И вот то, что на улице совершенно обыкновенно ходят дети и торгуют торговцы, что эти женщины не пьяны, нормальны, вежливо-приветливы и здоровы, — это и было окончательно ошарашивающим, вселяющем в мои мозги нечто такое, что мне, европейцу, указывало большую нормальность в смирнских тартушах и берлинских нахтлокалах, чем в Йосиваре.
Только после землетрясения 23 года упразднены празднества Йосивара, когда в Йосивару стекались тысячи людей, женщины из Йосивара, украшенные вишневыми цветами, шли процессией, и всенародно здесь избиралась красивейшая ойран. Но первая
лицензия, данная на постройку домов после этого землетрясения, дана была — Йосиваре: тогда шумелось в газетах, и установлено было, что Йосивара — общественно необходима для здоровья нации и для сохранения устоев семьи в первую очередь. Лицензии, выдаваемые государством на право проституции, есть статья государственного дохода, никак не аморальная.

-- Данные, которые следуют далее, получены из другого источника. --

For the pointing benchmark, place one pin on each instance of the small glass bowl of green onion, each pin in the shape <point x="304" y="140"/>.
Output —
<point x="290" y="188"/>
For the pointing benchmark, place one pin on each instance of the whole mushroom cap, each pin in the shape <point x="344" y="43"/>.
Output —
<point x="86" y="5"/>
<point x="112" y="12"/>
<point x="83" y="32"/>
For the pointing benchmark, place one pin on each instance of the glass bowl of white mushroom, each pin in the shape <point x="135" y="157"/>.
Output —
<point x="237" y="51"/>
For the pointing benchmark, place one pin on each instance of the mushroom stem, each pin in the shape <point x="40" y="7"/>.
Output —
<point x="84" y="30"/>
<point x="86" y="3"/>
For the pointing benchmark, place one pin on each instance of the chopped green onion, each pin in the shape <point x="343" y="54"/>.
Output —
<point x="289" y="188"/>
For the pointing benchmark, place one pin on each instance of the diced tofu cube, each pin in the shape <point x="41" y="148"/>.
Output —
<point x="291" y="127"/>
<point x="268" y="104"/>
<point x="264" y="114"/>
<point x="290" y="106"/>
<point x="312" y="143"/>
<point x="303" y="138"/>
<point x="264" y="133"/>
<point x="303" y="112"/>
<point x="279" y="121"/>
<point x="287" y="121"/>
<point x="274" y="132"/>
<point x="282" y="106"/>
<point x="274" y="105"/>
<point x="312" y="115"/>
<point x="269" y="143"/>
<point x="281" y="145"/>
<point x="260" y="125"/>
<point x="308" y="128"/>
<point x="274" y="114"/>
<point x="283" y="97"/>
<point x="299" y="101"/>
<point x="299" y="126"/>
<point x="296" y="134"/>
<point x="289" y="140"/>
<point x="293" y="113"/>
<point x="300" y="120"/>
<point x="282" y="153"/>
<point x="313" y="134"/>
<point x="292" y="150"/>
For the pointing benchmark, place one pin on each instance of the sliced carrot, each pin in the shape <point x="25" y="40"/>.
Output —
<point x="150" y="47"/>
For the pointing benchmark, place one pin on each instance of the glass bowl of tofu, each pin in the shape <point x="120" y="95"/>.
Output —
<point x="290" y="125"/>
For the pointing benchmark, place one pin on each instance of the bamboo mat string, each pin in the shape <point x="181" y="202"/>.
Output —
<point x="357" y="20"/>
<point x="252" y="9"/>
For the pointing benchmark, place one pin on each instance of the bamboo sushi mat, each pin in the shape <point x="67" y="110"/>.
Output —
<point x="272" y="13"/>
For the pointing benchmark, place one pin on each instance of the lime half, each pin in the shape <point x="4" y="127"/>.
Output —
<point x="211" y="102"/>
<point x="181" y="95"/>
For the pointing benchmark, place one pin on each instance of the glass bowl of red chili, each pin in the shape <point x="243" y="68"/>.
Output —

Все народное творчество имеет сюжеты, связанные с Йосиварой, — нет спектакля в классическом театре, где не было бы эпизода из бытия Йосивары. Каждый дом в Йосиваре имеет длинную свою и почтенную историю, свои исторические анналы. Город Фукаока гордится собою — тем, что в нем появилась первая проститутка, она была самурайкой, могила ее чтится, и на могиле ее каждый год бывают торжества. Спрашивают девочку: — «кем ты хочешь быть?» — и девочка отвечает: — «женщиной из Йосивары!». — Если бы я узнал, что я существую за счет сестры-проститутки, — если бы я не застрелился, то наверняка много бы мучился этим; — если бы я был японцем, я мог бы быть этим горд.
Часть женщин в Йосивару идет по призванию, по склонности, других туда продают отцы и мужья: — потом, выйдя из Йосивары, эти женщины или выходят замуж, или возвращаются к своим мужьям. Это никак не позор — быть женщиной из Йосивары. Проституция очень часто бывает товаром, которым торгуют для поправления бюджета.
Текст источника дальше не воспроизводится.